One of the biggest myths about soulmates is there's only one. This myth makes people afraid to commit or afraid to date again after a divorce or after their partner dies. A soulmate is someone who completes you during a specific time. This could be your spouse, your best friend, family members, children or even a pet. If there was only one, we'd be very lonely people.
I hate this myth more than any of the others. Apparently, a soulmate should complete you to the point you want nothing else in life. All your hopes and dreams should be secondary. I love my guy, but I still wouldn't be happy unless I could pursue my career, go out with friends or enjoy my hobbies. A soulmate completes part of you, not all of you.
Simply put, no relationship is easy. Relationships take work from both parties. Some people honestly believe if they encounter any problems with a partner then that person must not be “the one.” If you believe someone is your soulmate, shouldn't you work harder to stay together instead of expecting it to all just work out? It's a nice myth, but a relationship with your soulmate isn't going to be a joy ride the whole time.
Some couples love all the same things. Other couples are complete opposites. Both types of couples have happy, lasting relationships. As you can see, soulmates don't have to love the same things. While you should have a few things you enjoy together, it's fine to have different hobbies and interests. If nothing else, it gives you a little time to yourself and gives you something to talk about later.
A soulmate is usually thought of as a spouse. Soulmates can happen in any type of relationship, not just romantic ones. While everyone has different views on what makes up a soulmate, the main point they agree on is the person should have a major impact on your life. I consider my closest family, such as my parents and grandmother, to be soulmates because of the vast impact they've had on my life. Of course, I also consider my partner and best friend to be soulmates too.
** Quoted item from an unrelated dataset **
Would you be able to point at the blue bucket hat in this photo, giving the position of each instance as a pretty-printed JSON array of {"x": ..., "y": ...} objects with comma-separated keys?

After a breakup, some people make themselves believe they're only half the person they used to be. You're still the same person. A soulmate doesn't magically make you whole or take away half of you when they're gone. It hurts when they leave, but you're still whole. This myth often leads to depression, which is a great reason to stop believing it.
All the romance movies out there make you believe your one and only soulmate will appear out of thin air. After a few bumps in the road, it'll all work out and you'll live happily ever after. Romance movies are fiction. If you don't believe me, just look at all the celebrity couples. How many of them actually live the fairy tale romance? Finding your soulmate may not be easy or work out like the movies.
Okay, so I actually sort of believe this one. Personally, I believe anyone who truly cares about you wouldn't cheat on you. They'd talk to you if there was a problem, and have the decency to break up with you instead of cheating. However, some people fully believe soulmates never cheat. They'll ignore all the evidence simply because they feel the person is their soulmate.
No one can read your mind and understand everything about you. Soulmates usually want to know more about you, but you'll have to talk to them. Don't expect them to know what you're thinking or understand your quirks immediately. Think about it this way. Do you know everything about your soulmate? Besides, since when do couples truly understand each other?
The whole idea of soulmates is wonderful, but it holds many people back. They spend so much time searching for “the one,” they miss out on everything else. Soulmates exist, but not like we were taught. What do you think about soulmates?